I’ve been a regular attendee of Search Solutions for many years, and I believe it remains the only event that focuses entirely on the interplay of academic and professional views of search and discover. There are many purely academic conferences on discovery, and some of them have an “Industry Day” tacked on to look at professional angles, like an afterthought following the real core of the conference – but typically there is not a great deal of interplay between the two activities. Yet search and discovery is so fundamental a part of our lives, being an activity that we pretty much all are involved with on a daily basis, that I would expect the outcomes of academic research to play a big role in understanding and improving the process of finding stuff. As David Haynes succinctly pointed out at the ISKO Conference, one problem with search is that you frequently don’t know what you are looking for, which makes it a particularly thorny problem to solve. And Search Solutions addresses this problem both from the practical and the theoretical angle combined. How should we search? And do the standard tools work?

Of course, Chat GPT and generative AI tools have transformed the way we look at and use search, and Search Solutions will rightly include coverage of these tools. But this is not just another paean to LLMs, or diatribe at the way that robots will take over all our jobs. The focus here is not on wild, untested conclusions, nor exclusively on the theory, but on how these tools are actually working in practice. Does the intended user benefit from the tools provided? To answer that question, we hope to include speakers from both the largest, as well as the smallest organisations. It’s that range that makes Search Solutions unique.

As usual, the day before the event, on 21 November, there will be tutorials and workshops for those who are keen to get up-to-date knowledge on the state of the art. From my experience, these are fast-moving sessions, so not really aimed at beginners.

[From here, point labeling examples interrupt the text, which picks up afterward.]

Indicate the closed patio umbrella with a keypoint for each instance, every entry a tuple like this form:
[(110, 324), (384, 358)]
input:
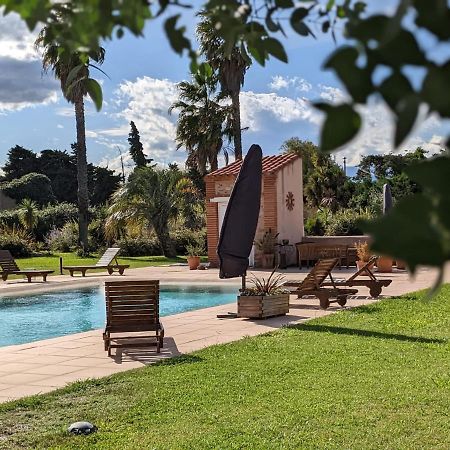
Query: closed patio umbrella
[(241, 218)]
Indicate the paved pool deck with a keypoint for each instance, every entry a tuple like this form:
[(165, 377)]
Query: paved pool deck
[(43, 366)]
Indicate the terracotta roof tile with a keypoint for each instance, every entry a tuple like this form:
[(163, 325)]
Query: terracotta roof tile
[(271, 165)]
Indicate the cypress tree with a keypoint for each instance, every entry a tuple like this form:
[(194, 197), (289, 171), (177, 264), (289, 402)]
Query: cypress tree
[(136, 148)]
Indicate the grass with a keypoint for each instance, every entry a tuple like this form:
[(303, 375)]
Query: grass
[(71, 259), (375, 377)]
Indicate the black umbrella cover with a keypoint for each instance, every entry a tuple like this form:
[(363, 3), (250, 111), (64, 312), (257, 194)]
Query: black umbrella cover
[(241, 217)]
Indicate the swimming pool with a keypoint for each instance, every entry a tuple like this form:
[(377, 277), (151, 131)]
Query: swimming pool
[(41, 316)]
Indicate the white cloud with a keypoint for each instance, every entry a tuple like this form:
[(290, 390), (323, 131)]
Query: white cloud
[(16, 41), (146, 102), (256, 107), (300, 84), (267, 115)]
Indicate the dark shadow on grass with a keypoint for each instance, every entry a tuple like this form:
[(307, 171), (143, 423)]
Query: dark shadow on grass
[(367, 333)]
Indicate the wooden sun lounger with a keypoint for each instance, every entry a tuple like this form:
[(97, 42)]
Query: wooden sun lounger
[(132, 307), (10, 267), (313, 285), (105, 262), (374, 284)]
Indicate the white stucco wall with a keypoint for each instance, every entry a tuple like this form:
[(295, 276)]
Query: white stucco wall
[(290, 223)]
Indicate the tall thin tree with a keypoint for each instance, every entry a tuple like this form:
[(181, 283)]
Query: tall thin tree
[(73, 73), (200, 125), (231, 73), (136, 147)]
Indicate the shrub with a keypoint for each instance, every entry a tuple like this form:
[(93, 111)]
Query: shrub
[(182, 237), (16, 240), (316, 224), (64, 239), (35, 186), (346, 222), (138, 246)]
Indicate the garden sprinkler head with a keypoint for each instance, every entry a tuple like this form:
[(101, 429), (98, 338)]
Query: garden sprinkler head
[(82, 428)]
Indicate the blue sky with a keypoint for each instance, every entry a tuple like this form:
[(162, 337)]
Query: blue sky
[(143, 75)]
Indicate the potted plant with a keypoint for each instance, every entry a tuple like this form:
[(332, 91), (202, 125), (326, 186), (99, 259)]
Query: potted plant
[(266, 298), (266, 245), (194, 250), (363, 253)]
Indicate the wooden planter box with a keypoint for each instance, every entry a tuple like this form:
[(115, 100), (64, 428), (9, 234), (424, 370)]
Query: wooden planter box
[(263, 306)]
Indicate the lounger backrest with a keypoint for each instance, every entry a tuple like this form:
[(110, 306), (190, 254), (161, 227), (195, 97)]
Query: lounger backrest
[(7, 262), (132, 305), (365, 270), (107, 257), (318, 274)]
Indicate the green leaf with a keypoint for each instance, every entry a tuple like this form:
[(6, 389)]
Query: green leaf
[(357, 81), (400, 50), (284, 4), (73, 75), (434, 15), (270, 24), (394, 88), (436, 89), (408, 232), (341, 125), (407, 110), (274, 47), (95, 92)]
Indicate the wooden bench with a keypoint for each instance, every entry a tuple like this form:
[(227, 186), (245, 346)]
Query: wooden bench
[(313, 285), (10, 267)]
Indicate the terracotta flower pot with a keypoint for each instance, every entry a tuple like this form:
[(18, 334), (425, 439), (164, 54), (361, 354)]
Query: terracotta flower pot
[(384, 264), (194, 262)]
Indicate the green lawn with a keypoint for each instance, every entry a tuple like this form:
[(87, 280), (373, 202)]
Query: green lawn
[(71, 259), (375, 377)]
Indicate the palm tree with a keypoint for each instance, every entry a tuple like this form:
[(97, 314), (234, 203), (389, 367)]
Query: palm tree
[(200, 125), (151, 198), (28, 214), (73, 73), (231, 72)]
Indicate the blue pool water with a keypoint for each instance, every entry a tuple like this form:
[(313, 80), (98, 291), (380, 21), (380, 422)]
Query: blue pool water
[(46, 315)]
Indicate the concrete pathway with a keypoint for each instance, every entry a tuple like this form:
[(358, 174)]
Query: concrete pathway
[(43, 366)]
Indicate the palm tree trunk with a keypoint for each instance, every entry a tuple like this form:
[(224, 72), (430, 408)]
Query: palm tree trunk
[(237, 136), (165, 241), (83, 196)]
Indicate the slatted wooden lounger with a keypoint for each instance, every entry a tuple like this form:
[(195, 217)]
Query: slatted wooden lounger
[(374, 284), (132, 306), (105, 262), (313, 285), (10, 267)]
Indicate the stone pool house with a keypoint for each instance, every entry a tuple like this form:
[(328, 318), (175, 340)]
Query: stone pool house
[(281, 202)]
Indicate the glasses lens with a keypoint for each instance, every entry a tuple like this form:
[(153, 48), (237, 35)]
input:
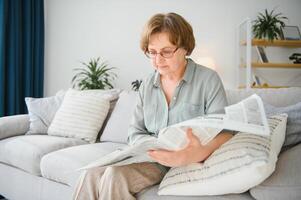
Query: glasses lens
[(167, 54)]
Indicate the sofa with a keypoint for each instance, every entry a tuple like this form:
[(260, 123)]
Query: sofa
[(43, 167)]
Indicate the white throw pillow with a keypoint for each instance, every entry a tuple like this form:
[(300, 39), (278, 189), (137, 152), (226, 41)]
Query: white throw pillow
[(117, 126), (41, 112), (81, 115), (243, 162)]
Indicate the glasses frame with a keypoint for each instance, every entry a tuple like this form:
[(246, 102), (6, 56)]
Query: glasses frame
[(161, 54)]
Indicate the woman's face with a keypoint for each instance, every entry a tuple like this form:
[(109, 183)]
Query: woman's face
[(159, 43)]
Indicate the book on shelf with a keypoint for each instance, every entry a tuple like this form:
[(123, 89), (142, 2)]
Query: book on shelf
[(261, 54)]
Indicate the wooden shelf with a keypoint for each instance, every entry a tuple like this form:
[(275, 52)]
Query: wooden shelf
[(274, 65), (263, 87), (279, 43)]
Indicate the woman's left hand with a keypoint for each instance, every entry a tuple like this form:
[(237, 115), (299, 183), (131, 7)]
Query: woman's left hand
[(192, 153)]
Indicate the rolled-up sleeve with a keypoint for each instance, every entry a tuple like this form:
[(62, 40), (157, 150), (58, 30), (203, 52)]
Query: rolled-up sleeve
[(137, 131), (216, 97)]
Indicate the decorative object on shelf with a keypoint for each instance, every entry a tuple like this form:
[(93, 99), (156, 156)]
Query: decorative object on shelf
[(256, 80), (94, 75), (261, 54), (290, 33), (296, 57), (268, 25), (136, 85)]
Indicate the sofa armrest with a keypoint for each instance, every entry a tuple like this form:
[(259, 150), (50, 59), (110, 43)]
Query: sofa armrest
[(13, 125)]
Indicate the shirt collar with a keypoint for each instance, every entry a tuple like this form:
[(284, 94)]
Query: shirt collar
[(187, 74)]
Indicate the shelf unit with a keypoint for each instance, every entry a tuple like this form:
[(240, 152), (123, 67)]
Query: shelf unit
[(248, 43)]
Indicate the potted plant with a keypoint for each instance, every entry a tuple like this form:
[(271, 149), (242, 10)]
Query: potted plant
[(268, 25), (94, 75)]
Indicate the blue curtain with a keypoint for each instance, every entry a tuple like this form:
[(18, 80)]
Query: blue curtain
[(21, 53)]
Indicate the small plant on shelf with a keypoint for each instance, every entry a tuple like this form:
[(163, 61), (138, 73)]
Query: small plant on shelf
[(268, 25), (94, 75)]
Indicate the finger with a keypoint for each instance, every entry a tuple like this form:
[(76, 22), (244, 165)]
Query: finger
[(192, 139)]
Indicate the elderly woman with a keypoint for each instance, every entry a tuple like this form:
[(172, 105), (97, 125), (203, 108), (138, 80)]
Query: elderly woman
[(178, 90)]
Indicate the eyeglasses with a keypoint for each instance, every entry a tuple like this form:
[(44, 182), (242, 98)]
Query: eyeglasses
[(164, 53)]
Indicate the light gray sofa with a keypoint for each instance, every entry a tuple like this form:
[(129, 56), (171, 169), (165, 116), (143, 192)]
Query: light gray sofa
[(42, 167)]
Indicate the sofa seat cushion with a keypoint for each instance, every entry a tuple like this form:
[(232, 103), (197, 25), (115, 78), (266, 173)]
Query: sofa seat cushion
[(25, 152), (152, 193), (285, 182), (61, 166)]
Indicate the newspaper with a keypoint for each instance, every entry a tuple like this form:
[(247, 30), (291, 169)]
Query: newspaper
[(246, 116)]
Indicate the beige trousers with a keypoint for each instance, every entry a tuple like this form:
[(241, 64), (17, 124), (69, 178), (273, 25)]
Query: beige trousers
[(116, 182)]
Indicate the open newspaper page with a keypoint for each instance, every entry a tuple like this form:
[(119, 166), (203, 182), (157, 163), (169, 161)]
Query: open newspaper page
[(246, 116)]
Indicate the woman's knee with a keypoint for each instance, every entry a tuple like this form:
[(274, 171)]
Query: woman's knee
[(115, 172)]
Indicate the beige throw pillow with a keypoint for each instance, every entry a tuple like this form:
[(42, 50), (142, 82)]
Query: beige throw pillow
[(238, 165), (81, 115)]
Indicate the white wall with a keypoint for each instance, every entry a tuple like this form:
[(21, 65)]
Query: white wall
[(77, 30)]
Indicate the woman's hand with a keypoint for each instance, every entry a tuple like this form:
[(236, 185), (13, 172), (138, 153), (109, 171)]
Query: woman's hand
[(194, 152)]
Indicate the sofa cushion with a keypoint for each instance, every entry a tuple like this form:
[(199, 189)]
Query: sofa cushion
[(285, 182), (13, 125), (81, 115), (151, 194), (61, 166), (293, 127), (25, 152), (41, 112), (276, 97), (245, 161), (117, 126)]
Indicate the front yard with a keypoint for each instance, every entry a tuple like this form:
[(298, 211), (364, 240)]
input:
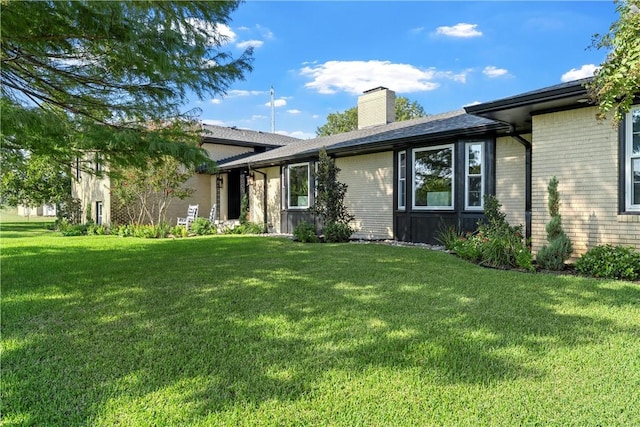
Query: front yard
[(234, 330)]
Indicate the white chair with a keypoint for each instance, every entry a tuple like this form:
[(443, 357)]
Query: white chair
[(212, 214), (192, 214)]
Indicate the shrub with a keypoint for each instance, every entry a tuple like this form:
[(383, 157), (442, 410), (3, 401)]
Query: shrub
[(610, 262), (337, 232), (201, 226), (305, 232), (553, 256)]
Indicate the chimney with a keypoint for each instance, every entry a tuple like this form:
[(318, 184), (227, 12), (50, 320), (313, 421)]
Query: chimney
[(376, 107)]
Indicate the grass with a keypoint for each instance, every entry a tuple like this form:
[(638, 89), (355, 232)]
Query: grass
[(235, 330)]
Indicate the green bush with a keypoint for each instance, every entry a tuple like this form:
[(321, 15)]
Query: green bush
[(610, 262), (246, 228), (553, 255), (201, 226), (305, 232), (337, 232)]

To ensure that the conference remains informal, and affordable, so that everyone can chat to each other, we are restricting the numbers to around 80, the capacity of the British Computer Society HQ meeting room in the City of London. We expect the event to be fully subscribed, so remember to apply early. Incidentally, we are accepting submissions for the event up to 21 August.

We look forward to meeting you at Search Solutions! And bring plenty of questions!